Ltd.) and submitted that a unilateral action on the part of the assesse by way of writing off the liability in its accounts does not necessarily mean that the liability ceased in the eye of law. 31. This Court considered the judgments relied by the plaintiff. It is settled law that if the defendant has no defense or the defense set up is illusory or sham or practically moonshine, the plaintiff is entitled for summary judgment but judgments relied by the plaintiff is distinguishable or this Court finds that the defendant has raised defense to claim on its merits. 32. Considering the above facts, this Court finds that the defendants have raised their defence on the basis of the documents and the plaintiff had taken the specific plea that the documents relied by the defendant are forged and the person who has executed the agreement was neither an authorized person of the plaintiff nor he was the employee of the plaintiff. The plaintiff has also denied the reminders, stamps and signatures appearing in the said reminders. The plaintiff has also taken the stand that the removal of the entry of the balance sheet is unilateral. The fact remains that the defendant has recasted the balance sheet by writing off the figure shown in the balance sheet. The defendant has relied upon the income tax document, which cannot be ignored at this stage and the validity of the said document is required to be decided during the trial and not in the present application. In view of the above, this Court finds that the defendants have raised triable issues which only can be decided after adducing evidence by the parties and no summary judgment and decree can be passed.

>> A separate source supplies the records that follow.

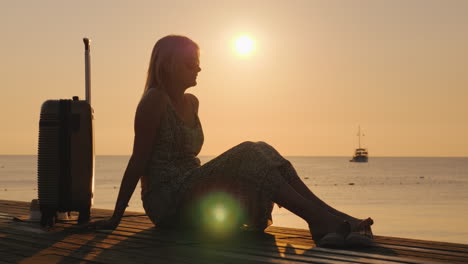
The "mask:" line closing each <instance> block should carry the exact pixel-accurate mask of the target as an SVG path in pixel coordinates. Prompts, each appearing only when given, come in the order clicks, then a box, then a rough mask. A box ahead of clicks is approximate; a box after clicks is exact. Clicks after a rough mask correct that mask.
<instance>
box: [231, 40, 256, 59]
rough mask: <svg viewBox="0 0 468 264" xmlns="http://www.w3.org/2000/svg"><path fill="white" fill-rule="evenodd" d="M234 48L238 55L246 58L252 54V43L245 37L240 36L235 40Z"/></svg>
mask: <svg viewBox="0 0 468 264" xmlns="http://www.w3.org/2000/svg"><path fill="white" fill-rule="evenodd" d="M234 47H235V49H236V51H237V53H239V54H240V55H243V56H246V55H249V54H250V53H252V51H253V49H254V41H253V39H252V38H251V37H249V36H247V35H242V36H239V37H238V38H236V40H235V42H234Z"/></svg>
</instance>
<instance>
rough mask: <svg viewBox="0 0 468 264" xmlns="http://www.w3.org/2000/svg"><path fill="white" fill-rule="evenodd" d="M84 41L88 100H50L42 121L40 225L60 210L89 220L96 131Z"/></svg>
mask: <svg viewBox="0 0 468 264" xmlns="http://www.w3.org/2000/svg"><path fill="white" fill-rule="evenodd" d="M83 40H84V42H85V74H86V100H79V98H78V96H74V97H73V99H71V100H70V99H68V100H67V99H61V100H47V101H45V102H44V103H43V104H42V107H41V114H40V121H39V148H38V149H39V150H38V170H37V172H38V198H39V208H40V211H41V225H42V226H49V227H51V226H53V225H54V223H55V221H56V215H57V213H58V212H67V214H68V215H69V212H71V211H77V212H79V217H78V223H80V224H81V223H85V222H87V221H89V218H90V210H91V205H92V202H93V190H94V139H93V138H94V132H93V109H92V107H91V96H90V66H89V51H90V49H89V40H88V39H83Z"/></svg>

G.A No. 2 of 2018 (Old GA No. 1551 of 2018) is thus dismissed. 33. As regard to the application filed by the defendant for rejection of plaint, this Court finds that the plaintiff has denied the execution of the agreement and the reminders sent by the defendants to the plaintiff. The specific case of the defendant is that the plaintiff has suppressed the said agreement and documents. The validity of the documents is required to be proved by the parties. In view of the finding made in para 32 supra, G.A. No. 3 of 2022 is also thus dismissed.